Codify institutional knowledge. The sector expertise that lives in senior bankers' heads needs to be captured in structured formats that AI systems can use. What makes a good acquisition target in commercial landscaping? What ownership signals actually predict transaction readiness in veterinary clinics? What competitive dynamics matter in regional insurance brokerages? This knowledge, once codified, becomes a durable competitive asset that compounds with every engagement. Left in someone's head, it walks out the door when they retire.

The Transition Period

We are in the early stages of this shift, and the transition creates temporary dynamics worth noting.

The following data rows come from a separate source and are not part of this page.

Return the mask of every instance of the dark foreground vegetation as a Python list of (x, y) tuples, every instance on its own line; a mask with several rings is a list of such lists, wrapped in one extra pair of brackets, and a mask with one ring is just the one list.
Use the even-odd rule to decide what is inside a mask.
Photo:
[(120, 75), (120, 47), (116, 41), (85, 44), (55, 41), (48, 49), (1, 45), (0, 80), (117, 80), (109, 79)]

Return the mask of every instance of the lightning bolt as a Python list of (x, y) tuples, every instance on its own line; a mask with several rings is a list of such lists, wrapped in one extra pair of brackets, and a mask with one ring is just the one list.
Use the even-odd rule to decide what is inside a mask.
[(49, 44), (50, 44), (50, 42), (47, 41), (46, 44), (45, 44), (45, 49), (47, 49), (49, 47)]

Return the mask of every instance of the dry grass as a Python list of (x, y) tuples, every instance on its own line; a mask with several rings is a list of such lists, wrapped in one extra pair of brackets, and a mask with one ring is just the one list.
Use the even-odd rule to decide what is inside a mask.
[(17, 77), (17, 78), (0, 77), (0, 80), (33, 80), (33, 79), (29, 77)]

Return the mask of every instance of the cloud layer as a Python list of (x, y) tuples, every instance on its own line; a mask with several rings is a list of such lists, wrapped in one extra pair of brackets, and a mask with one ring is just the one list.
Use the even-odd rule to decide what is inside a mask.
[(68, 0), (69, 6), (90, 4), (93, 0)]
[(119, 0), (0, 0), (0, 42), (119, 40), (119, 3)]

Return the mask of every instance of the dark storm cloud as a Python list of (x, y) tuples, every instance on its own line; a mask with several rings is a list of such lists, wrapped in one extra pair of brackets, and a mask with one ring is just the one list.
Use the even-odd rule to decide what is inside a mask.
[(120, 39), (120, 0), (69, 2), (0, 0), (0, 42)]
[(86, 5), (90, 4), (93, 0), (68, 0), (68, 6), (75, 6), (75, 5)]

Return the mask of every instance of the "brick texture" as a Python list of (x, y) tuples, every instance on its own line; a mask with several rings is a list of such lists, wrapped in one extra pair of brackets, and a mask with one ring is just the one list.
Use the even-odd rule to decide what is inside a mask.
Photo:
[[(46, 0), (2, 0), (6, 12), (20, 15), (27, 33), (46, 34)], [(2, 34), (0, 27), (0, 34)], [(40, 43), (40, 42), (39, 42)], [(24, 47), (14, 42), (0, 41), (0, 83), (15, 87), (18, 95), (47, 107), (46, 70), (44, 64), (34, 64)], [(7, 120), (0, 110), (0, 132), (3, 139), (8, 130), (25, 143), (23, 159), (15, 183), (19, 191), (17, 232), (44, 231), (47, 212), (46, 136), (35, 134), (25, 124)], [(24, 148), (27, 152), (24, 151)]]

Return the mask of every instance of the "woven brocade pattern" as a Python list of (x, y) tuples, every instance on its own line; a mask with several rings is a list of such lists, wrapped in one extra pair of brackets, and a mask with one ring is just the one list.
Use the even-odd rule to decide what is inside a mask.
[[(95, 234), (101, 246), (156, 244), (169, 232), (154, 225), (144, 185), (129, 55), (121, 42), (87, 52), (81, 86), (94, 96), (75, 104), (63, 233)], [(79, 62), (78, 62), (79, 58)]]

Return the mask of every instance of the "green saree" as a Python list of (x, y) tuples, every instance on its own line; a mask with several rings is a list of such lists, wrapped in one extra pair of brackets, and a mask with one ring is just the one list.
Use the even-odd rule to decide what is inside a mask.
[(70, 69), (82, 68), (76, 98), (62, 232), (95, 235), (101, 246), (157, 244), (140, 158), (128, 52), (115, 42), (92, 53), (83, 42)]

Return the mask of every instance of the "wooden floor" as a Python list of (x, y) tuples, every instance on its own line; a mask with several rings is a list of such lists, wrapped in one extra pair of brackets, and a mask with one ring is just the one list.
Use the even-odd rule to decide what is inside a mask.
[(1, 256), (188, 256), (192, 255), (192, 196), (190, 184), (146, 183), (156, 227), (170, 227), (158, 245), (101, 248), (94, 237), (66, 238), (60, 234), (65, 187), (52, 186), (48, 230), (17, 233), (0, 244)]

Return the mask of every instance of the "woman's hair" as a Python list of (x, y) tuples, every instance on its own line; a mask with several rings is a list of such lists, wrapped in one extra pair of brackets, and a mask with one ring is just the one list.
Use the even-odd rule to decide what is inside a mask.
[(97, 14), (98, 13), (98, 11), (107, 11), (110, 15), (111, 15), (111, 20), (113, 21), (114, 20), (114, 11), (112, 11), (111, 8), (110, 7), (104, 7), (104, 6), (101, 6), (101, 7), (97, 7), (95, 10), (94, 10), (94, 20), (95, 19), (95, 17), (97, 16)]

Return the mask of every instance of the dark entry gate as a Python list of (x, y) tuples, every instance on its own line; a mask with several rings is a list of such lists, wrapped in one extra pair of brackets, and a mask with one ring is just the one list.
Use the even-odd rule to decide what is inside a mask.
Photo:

Firms that adopt AI sourcing early enjoy a window where they have both comprehensive market intelligence and the relationships their competitors rely on exclusively. This is the best possible position — broader coverage plus deeper engagement. The window narrows as AI adoption spreads, but the early movers build compounding advantages in data quality and engagement refinement that persist.

Firms that resist the transition will not fail immediately. Relationships still work. But they will find their competitive position narrowing as rivals surface opportunities they never knew existed, engage targets with deeper contextual intelligence, and close deals they never had the chance to compete for.

The firms that win the next decade of lower-middle-market dealmaking will be the ones that recognize a simple truth: proprietary deal flow is no longer about proprietary information. It is about proprietary engagement quality, built on a foundation of comprehensive intelligence that AI makes possible for any firm willing to invest in it.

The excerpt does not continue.